Body positivity requires a lot of effort on the part of the individual and less work for societal standards to shift. Conversely, body liberation is a call to dismantle the norms set in place for our physical being to look a certain way that is perpetuated through the media. Despite the name change, the current officers continue with optimism.
“We are obviously fonder of our original name, the Body Liberation club, because we realize the toxicity surrounding always feeling the need to remain positive about our bodies, but regardless of the name of the club, our mission remains the same. We aim to provide a space for people to celebrate their bodies,” Savage said.

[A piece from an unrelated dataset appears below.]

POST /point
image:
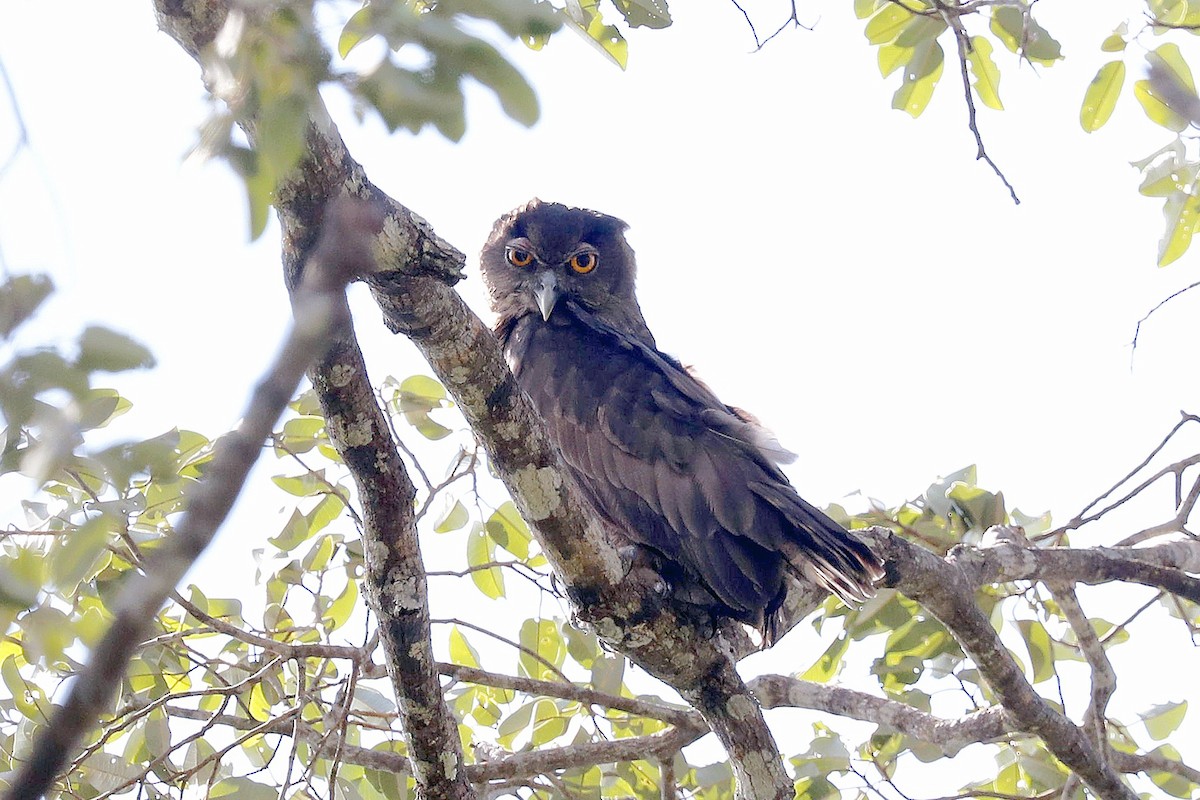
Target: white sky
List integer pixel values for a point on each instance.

Her and her fellow officers are doing that and more. Last week’s meeting was more meaningful than they thought possible. Their official mission, “to create and maintain an environment on campus for people of all identities to appreciate their bodies, to ditch comparison/shame and to educate the CSB+SJU community on fat and weight-related stigma to create a healthier, more inclusive community,” was honored through the vulnerability and genuine connection members showed and felt at Thursday’s meeting.
Trombley said the club’s impact for her is having relationship and solidarity in this movement, which gives her hope and support. She feels better able to fight the unrealistic messages the media feeds us about our bodies knowing there are others in the battle with her.
All three officers—Trombley, Savage and Sartain—said this was the first official club they were invested in because it is an issue that “resonates with each of them” and they feel that “everyone is equally heard.” They felt events of other clubs they had attended in the past showed difficulty constructing an environment inclusive of all opinions and voices.
Events to come include the Hot Cocoa Social for Mental Health Awareness week at the Multicultural Center on the CSB campus this coming Monday, Nov. 14, from 5-7 p.m. and a Yoga and Yogurt Night in the CSB lower HCC group fitness room from 7:15-8:15 p.m. in the evening of Nov. 17. They also plan to partner with the Writing Center in the future to write inspirational notes and positive affirmations to produce a mural of optimism in one of the academic buildings. Their vision is that students who walk by will be filled with joy and acceptance of themselves.
For reminders about events and meetings as well as information about body positivity and liberation, follow them on Instagram at @csbsjubodypositivity. The resounding message the officers want to send to students is one of acceptance and unconditional beauty.
“Your body may not look like another Bennie’s or Johnnie’s, but that doesn’t mean it’s any less beautiful than theirs. All bodies are beautiful as they are, and we, Bennies and Johnnies, should celebrate that,” Savage said.